今週から11月9日まで読書週間ということもあり、今回は最近読んだ本のことを記事にしたいと思います。

タイトル『西の魔女が死んだ』 
作者 梨木香歩
Rate  ★★★★☆

図書館の児童書エリアにあったので子ども向けだと思われますが、タイトルに『死』という言葉があることが何だか普通でないような予感がして思わず手にとってしまいました。
今から20年以上も前に書かれて、映画にもなった有名な本です。

<あらすじ>

 主人公の中学生まいの祖母はイギリス人。
祖母は山の中で一人で暮らしていた。
物語はその祖母(西の魔女)が死んだという知らせを聞いて、まいが祖母の家へ向かうところから始まる。道中でまいは2年前の祖母と過ごした1か月のことを思い出す。
 
 それは中学に入学したばかりの5月のこと。
まいは学校になじめず、持病の喘息も季節の変わり目で発症してしまう。
「学校へは行かない」不登校を決めたまいは、しばらく山にいる祖母の家に滞在することにした。
 祖母の住む家は周りを緑に囲まれ、庭にはハーブや花が咲いている。
そこで暮らす時間は、まいにとって今までの閉じ込められたような息苦しさもない、開放的で心地よい時間だった。
まいと祖母は一日のほとんどを費やして野イチゴを摘んでジャムを作り、ハーブティーを飲みながら祖母との会話で心を癒していった。


<レビュー>

「西の魔女が死んだ」というタイトルからすでにネタバレしています。
登場人物は主人公まいとその母そして祖母がほとんどで、シンプルで非常に読みやすいです。緑に囲まれた家で過ごす様子や、温かな日が射す古い部屋の様子など、回想録として表現されたノスタルジアな雰囲気がとても感じられました。
読んでいて心が洗われていくようなとても美しい物語です。

魔女と呼ばれる理由は、超能力を持っているという理由だけではなく、たった一人毅然として山の中に住み、ハーブや自然の力を利用して自然と共に暮らしていることが、普通の人とはちょっと違って特別だからなのでしょうか。

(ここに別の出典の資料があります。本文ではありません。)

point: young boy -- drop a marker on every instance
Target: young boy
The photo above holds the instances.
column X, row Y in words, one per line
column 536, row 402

物語の中では、まいは魔女になりたいと願っていました。
同じ様に、わたしたちも何かを達成したい、夢を叶えたいと思うとき、そこにたどり着くまでにやると決めたことを続けていく意志の力が必要です。
ではどうやって意志の力を強くできるのでしょう?

西の魔女の言葉から、なにか答えが見えてきそうです。

「少しづつ、長い時間をかけて、だんだんに(意志の力を)強くしていけばね。最初は何も変わらないように思います。そしてだんだんに疑いの心や、怠け心、あきらめ、投げやりな気持ちが出てきます。それに打ち勝って、ただ黙々と続けるのです。そうして、もう永久に何も変わらないんじゃないかと思われるころ、ようやく以前の自分とは違う自分を発見するような出来事が起こるでしょう。そしてまた、地道な努力を続ける、退屈な日々の連続で、また、ある日突然、今までの自分とは違う自分を見ることになる、その繰り返しです。」

「よく訓練された魔女には、見たいと思うものは見えるし、聞きたいと思うことが聞こえる。物事の流れに沿った正しい願いが光となって実現していく。それは素晴らしい力です。」